Can a U.S. Parent Claim the Child Tax Credit When the Custodial Parent Is a Nonresident Alien?
- mo4644
- Dec 23, 2025
- 1 min read
Can a U.S. Parent Claim the Child Tax Credit When the Custodial Parent Is a Nonresident Alien?
Here’s a real world expat tax scenario I’ve encountered:
A divorced U.S. citizen father has two U.S. citizen children living abroad full time with their mother.
The mother is a nonresident alien with no U.S. tax filing obligation.
The father provides most of the financial support.
IRS rules say he cannot claim the children as dependents or take the Child Tax Credit unless the custodial parent signs Form 8332.
But here’s the issue:
Residency with the father is not required under IRC §152(e) if the custodial parent releases the claim.

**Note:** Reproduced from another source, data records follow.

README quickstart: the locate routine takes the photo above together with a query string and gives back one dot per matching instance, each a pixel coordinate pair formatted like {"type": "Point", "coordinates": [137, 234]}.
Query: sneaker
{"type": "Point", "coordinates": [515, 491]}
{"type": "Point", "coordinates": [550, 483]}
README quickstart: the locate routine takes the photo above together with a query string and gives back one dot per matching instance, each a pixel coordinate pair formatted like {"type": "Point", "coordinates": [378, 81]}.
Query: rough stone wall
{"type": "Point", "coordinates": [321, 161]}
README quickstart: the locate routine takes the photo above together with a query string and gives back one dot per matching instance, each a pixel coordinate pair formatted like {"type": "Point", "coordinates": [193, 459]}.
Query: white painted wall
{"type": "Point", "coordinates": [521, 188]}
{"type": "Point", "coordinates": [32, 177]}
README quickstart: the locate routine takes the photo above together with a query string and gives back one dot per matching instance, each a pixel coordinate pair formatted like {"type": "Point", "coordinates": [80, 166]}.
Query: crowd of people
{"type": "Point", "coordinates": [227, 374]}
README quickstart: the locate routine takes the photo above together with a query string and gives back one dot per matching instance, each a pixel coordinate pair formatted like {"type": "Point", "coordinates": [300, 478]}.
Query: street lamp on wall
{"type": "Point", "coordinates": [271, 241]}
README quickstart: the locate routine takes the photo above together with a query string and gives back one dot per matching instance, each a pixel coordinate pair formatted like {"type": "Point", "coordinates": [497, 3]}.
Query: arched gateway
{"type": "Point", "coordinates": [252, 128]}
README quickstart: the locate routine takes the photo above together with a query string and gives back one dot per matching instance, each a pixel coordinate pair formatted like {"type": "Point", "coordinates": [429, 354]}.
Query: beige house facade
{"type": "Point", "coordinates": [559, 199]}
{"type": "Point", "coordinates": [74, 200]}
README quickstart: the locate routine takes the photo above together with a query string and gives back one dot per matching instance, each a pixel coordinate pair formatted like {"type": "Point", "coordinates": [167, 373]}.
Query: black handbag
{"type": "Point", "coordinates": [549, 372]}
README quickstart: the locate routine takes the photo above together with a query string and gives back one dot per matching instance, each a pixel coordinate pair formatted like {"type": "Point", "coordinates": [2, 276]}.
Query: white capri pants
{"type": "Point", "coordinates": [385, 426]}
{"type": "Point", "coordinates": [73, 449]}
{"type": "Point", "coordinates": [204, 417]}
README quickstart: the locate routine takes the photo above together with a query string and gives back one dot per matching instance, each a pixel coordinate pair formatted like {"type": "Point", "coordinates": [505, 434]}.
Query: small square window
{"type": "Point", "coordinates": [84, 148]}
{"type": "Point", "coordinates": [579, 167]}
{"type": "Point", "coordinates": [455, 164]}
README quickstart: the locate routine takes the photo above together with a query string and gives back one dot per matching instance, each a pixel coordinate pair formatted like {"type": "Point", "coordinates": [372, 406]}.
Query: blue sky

Yet the custodial parent here, being a nonresident alien, has no U.S. legal right to the Child Tax Credit or dependency exemption to begin with.
Even if she signed Form 8332, it would technically be invalid because there’s nothing for her to release.
Paradoxically, if she did sign Form 8332, the IRS would probably process the claim without noticing or questioning her nonresident status.
This shows a structural gap in the law:
When the custodial parent is a nonresident alien, it should be treated as if Form 8332 was signed by default, because the release requirement makes no legal sense in that context.